Nous en avons assez dit au sujet de notre intérêt concernant les aspects des fondements non linguistiques, non formels, des mathématiques et le rôle de la géométrie. Quant au concept d'infini mathématique, il s'agit là d'un des exemples des plus intéressants de "conceptualisation progressive", au cours de l'histoire. Un concept "métaphysique" qui est devenu une "pratique mathématique", qui s'est concrétisé dans des contextes opérationnels, de l'analyse infinitésimale à la théorie des ordinaux de Cantor. Mais l'infini a acquis une signification bien solide également grâce à son sens géométrique, et tout d'abord en géométrie projective : les points à l'infini de la peinture de Piero della Francesca, un des inventeurs de cette géométrie, est une des "conceptualisations" humaines les plus fortes et rigoureuse du concept d'infini.

On envisage de développer une analyse du rôle de l'infini dans les fondements des mathématiques sous deux aspects essentiels. D'un coté, maints résultats de ces vingt dernières années montrent que l'infini (en acte, bien évidemment) entre massivement dans la preuve de théorèmes dont les énoncés sont finitaires (arithmétiques) comme le théorème de Paris-Harrington ou le théorème de Friedman prouvant la version finitiste du théorème de Kruskal. Il nous paraît toutefois qu'il manque une analyse "fine", épistémologique et mathématique, de ce phénomène. D'un autre côté, des résultats encore plus récents établissent des liens profonds entre la sémantique de certains systèmes logiques et la géométrie des systèmes dynamiques.

Quelle notion de calcul pouvons nous transférer sur ces derniers systèmes "continus"? Comment l'analyse mathématique, par des outils du continu, de certains systèmes discrets (langages formels et pour le calcul) peut-elle nous informer sur leur sens et sur leur expressivité? Quels liens existent entre le continu des structures utilisées pour la sémantique des langages et systèmes formels et, en passant par leur nouveau rôle dans les systèmes dynamiques, le continu des analyses morphodynamiques, en particulier thomiennes, du langage?
 

1.7 L'Informatique

Le projet de réification de la rationalité dans les "règles formelles", qui s'est développé au cours du siècle, est à la base de l'invention des ordinateurs, dans les années '30 et '40: les suites finies de symboles en tant que codage d'axiomes et de règles de déduction, permettent de manipuler d'énormes quantités de données. L'intelligence s'est transformée en la manipulation finitaire des suites finies de 0 et 1.

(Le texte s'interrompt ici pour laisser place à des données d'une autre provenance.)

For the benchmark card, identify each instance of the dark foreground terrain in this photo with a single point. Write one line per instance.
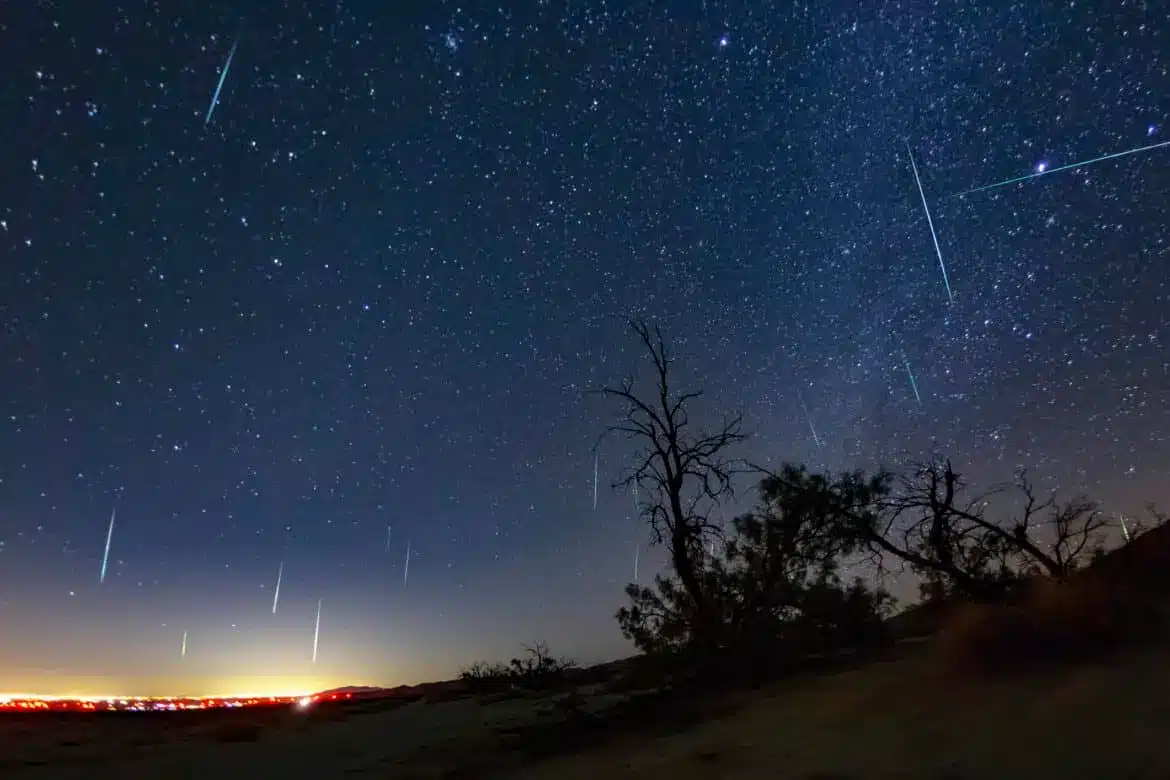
(902, 717)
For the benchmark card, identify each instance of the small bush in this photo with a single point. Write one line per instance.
(1052, 623)
(536, 668)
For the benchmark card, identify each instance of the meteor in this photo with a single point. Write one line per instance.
(809, 418)
(276, 596)
(596, 455)
(934, 236)
(1044, 172)
(914, 382)
(109, 538)
(227, 67)
(316, 633)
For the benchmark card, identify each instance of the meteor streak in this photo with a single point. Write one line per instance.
(316, 633)
(934, 236)
(809, 418)
(596, 456)
(109, 538)
(276, 596)
(1065, 167)
(914, 382)
(227, 66)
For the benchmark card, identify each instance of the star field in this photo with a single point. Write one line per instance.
(373, 282)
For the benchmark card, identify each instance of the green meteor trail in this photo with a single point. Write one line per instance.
(1065, 167)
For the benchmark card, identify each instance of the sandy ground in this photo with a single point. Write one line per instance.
(894, 719)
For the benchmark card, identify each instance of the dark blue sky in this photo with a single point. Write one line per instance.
(374, 288)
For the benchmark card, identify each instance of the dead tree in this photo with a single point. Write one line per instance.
(940, 530)
(683, 474)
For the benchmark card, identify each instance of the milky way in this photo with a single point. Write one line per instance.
(379, 285)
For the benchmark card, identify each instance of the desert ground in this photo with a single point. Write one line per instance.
(896, 717)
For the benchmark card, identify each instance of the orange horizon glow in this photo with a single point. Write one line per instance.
(221, 690)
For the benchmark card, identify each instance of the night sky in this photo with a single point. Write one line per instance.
(377, 285)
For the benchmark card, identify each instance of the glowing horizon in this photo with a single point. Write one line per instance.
(245, 690)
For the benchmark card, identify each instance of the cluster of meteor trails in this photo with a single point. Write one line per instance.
(1040, 171)
(280, 578)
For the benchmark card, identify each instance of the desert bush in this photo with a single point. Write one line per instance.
(535, 669)
(1053, 622)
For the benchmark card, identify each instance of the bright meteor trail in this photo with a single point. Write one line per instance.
(276, 596)
(1066, 167)
(950, 296)
(914, 382)
(227, 66)
(109, 538)
(316, 633)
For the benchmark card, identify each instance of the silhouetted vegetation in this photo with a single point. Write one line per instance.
(536, 668)
(1005, 560)
(682, 474)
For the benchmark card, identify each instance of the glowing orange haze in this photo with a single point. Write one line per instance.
(102, 689)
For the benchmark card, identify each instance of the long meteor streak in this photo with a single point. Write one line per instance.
(914, 382)
(809, 418)
(596, 456)
(276, 596)
(316, 633)
(109, 538)
(950, 296)
(227, 66)
(1065, 167)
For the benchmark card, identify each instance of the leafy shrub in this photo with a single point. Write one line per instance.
(535, 669)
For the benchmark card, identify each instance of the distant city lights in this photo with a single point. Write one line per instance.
(32, 703)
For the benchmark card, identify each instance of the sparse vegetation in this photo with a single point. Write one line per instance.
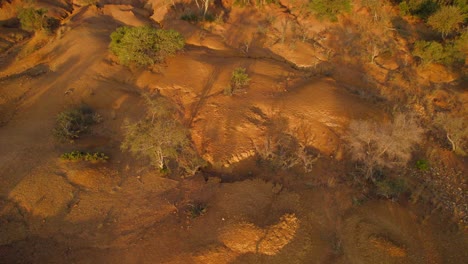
(144, 45)
(239, 80)
(434, 52)
(329, 9)
(456, 131)
(446, 20)
(377, 146)
(282, 150)
(419, 8)
(84, 156)
(71, 124)
(161, 138)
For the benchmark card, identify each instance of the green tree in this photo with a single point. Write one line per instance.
(32, 19)
(446, 20)
(160, 137)
(239, 79)
(329, 9)
(144, 45)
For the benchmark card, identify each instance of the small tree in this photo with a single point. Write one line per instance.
(446, 20)
(456, 129)
(71, 124)
(329, 9)
(144, 45)
(239, 79)
(32, 19)
(377, 146)
(160, 137)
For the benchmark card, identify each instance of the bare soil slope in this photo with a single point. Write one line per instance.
(53, 211)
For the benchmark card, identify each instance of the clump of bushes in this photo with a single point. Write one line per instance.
(435, 52)
(32, 19)
(420, 8)
(239, 79)
(144, 45)
(71, 124)
(190, 17)
(84, 156)
(329, 9)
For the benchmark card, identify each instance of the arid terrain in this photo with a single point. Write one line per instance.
(309, 79)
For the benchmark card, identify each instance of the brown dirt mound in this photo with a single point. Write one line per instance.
(247, 237)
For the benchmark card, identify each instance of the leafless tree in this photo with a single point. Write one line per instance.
(389, 145)
(456, 129)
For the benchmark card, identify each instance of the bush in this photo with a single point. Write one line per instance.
(190, 17)
(70, 124)
(434, 52)
(377, 146)
(84, 156)
(239, 79)
(161, 138)
(144, 45)
(446, 20)
(420, 8)
(329, 9)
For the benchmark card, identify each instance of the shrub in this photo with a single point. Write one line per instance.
(161, 138)
(144, 45)
(239, 79)
(190, 17)
(377, 146)
(446, 20)
(70, 124)
(420, 8)
(329, 9)
(84, 156)
(434, 52)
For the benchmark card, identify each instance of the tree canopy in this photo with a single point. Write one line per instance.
(144, 45)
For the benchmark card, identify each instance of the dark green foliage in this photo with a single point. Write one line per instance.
(391, 188)
(422, 165)
(239, 79)
(434, 52)
(144, 45)
(84, 156)
(161, 138)
(329, 9)
(32, 19)
(446, 20)
(70, 124)
(419, 8)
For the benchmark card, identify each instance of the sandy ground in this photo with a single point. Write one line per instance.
(120, 212)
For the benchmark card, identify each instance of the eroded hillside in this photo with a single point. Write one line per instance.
(279, 181)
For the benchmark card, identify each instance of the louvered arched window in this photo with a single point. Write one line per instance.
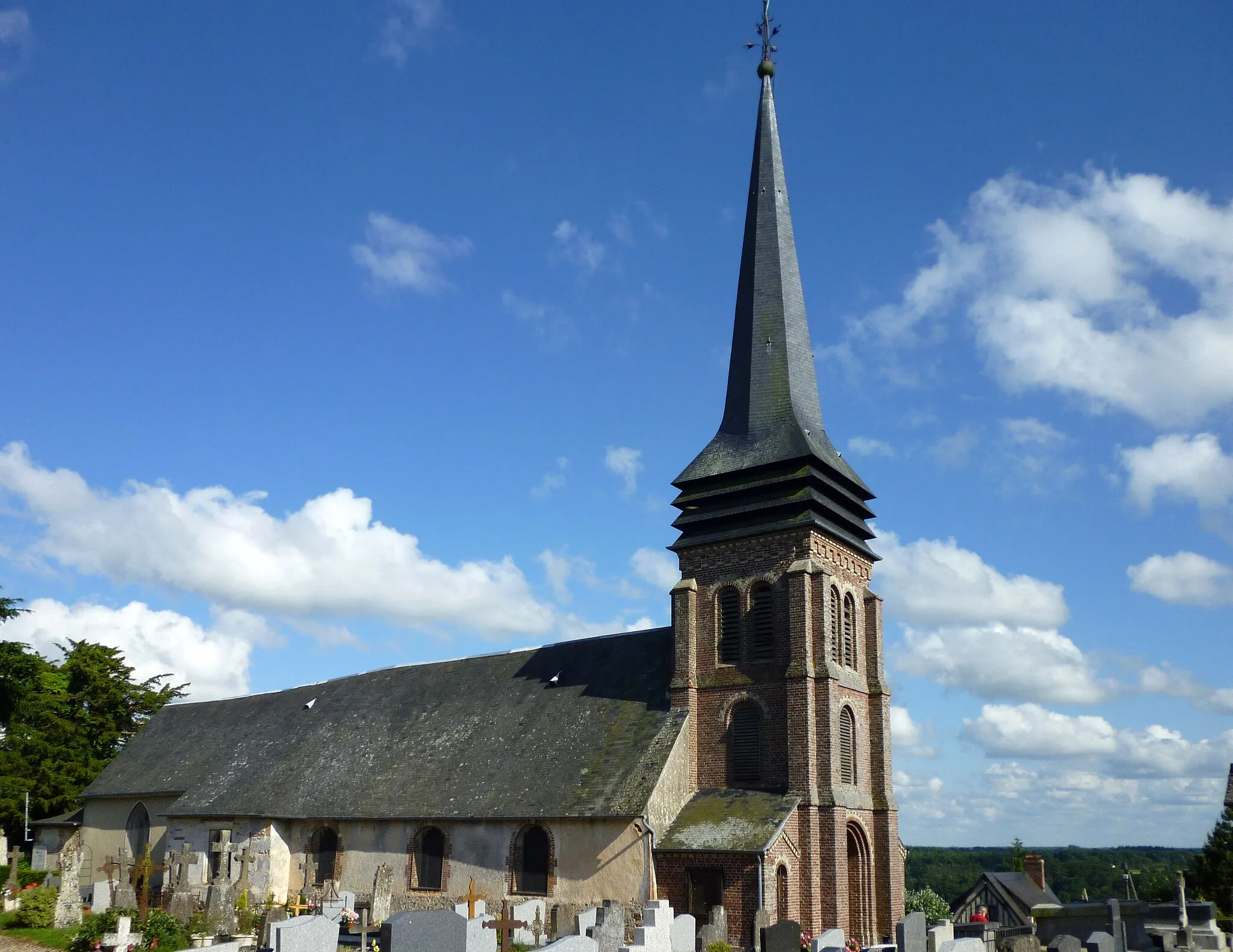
(745, 747)
(762, 623)
(848, 745)
(729, 615)
(849, 632)
(835, 624)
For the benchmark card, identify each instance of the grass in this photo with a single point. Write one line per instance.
(49, 938)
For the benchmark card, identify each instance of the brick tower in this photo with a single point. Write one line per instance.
(778, 638)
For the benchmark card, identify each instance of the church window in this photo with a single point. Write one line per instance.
(745, 748)
(835, 624)
(729, 603)
(138, 830)
(429, 859)
(848, 745)
(325, 855)
(849, 632)
(762, 623)
(534, 855)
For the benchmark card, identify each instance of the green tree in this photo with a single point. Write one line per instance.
(62, 723)
(1214, 868)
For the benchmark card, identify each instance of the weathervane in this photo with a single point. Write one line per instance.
(766, 68)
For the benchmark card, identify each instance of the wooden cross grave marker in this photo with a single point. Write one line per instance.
(471, 898)
(505, 927)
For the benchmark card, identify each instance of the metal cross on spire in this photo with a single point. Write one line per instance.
(766, 31)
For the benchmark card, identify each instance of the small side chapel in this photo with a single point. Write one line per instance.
(740, 758)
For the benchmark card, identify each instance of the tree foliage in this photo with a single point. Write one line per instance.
(61, 723)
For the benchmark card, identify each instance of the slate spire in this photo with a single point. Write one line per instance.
(771, 465)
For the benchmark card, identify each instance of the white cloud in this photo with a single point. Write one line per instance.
(1058, 281)
(215, 661)
(1180, 467)
(329, 558)
(402, 254)
(16, 40)
(1185, 579)
(626, 462)
(656, 567)
(1029, 730)
(409, 28)
(934, 582)
(869, 447)
(579, 247)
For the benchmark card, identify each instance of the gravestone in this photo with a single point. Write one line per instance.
(715, 930)
(305, 934)
(382, 894)
(910, 934)
(941, 932)
(609, 928)
(1099, 942)
(831, 939)
(574, 944)
(685, 934)
(782, 938)
(68, 902)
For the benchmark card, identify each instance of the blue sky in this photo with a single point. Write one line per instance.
(340, 336)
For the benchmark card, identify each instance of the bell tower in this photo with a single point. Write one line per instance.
(778, 636)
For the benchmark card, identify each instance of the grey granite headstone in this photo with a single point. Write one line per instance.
(910, 934)
(609, 928)
(683, 934)
(437, 930)
(306, 934)
(574, 944)
(783, 936)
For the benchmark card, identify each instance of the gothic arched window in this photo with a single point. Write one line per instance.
(429, 859)
(848, 745)
(745, 747)
(729, 615)
(762, 623)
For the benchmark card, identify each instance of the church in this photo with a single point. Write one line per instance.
(740, 758)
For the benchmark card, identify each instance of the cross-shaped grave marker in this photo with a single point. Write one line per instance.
(505, 927)
(471, 898)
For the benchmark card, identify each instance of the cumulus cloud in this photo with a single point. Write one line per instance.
(656, 567)
(16, 40)
(409, 28)
(213, 660)
(869, 447)
(402, 254)
(626, 462)
(579, 247)
(328, 558)
(1185, 579)
(1058, 282)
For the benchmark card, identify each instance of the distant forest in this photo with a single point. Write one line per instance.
(1068, 871)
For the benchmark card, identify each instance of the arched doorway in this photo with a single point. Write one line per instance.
(860, 886)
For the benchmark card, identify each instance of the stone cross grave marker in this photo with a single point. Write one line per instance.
(122, 939)
(471, 898)
(505, 927)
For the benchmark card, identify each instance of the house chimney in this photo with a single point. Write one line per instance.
(1035, 868)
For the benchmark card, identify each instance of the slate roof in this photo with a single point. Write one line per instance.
(729, 820)
(477, 738)
(771, 465)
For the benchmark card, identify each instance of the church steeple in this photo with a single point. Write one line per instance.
(771, 464)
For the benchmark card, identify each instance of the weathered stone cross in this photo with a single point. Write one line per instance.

Malheureusement ce projet, bien que si efficace, s'est heurté à des limites bien précises. En fait, derrière les résultats d'incomplétude, que le logicisme et le formalisme eux-mêmes ont su nous donner, il y a la praxis humaine de la démonstration, qui utilise largement des références directes à l'espace (mental et physique): ce qui "manque" à la déduction formelle ou mécanique est le bon-ordre géométrique dans le quel nous rangeons les nombres dans nos espaces mentaux, ce sont les jugements explicites sur le continu spatial, sa connexion, les symétries, les analogies entre formes et mouvement. On a souvent "caché" ces pratiques conceptuelles sous une référence vague à "l'intuition". Il est temps de développer une analyse scientifique, en termes "cognitivistes", de ces aspects implicites du raisonnement, en particulier spatial, aussi rationnels que ceux gouvernés par les "règles logico-linguistiques finitaires". C'est l'Informatique même qui l'exige et cela pour au moins deux raisons différentes:

- l'essor remarquable des systèmes de calcul dans lesquels l'espace et le temps jouent un rôle central (distribution et asynchronie des systèmes concurrents, que nous avons déjà mentionnés), et qui sont mal représentés par certaines variantes des langages et méthodes essentiellement séquentiels,

- les difficultés immenses auxquelles s'est trouvée confrontée l'Intelligence Artificielle, en particulier la Robotique, dans la simulation des taches humaines ou animales les plus simples, en particulier quand le rapport à l'espace et au mouvement y sont centrales.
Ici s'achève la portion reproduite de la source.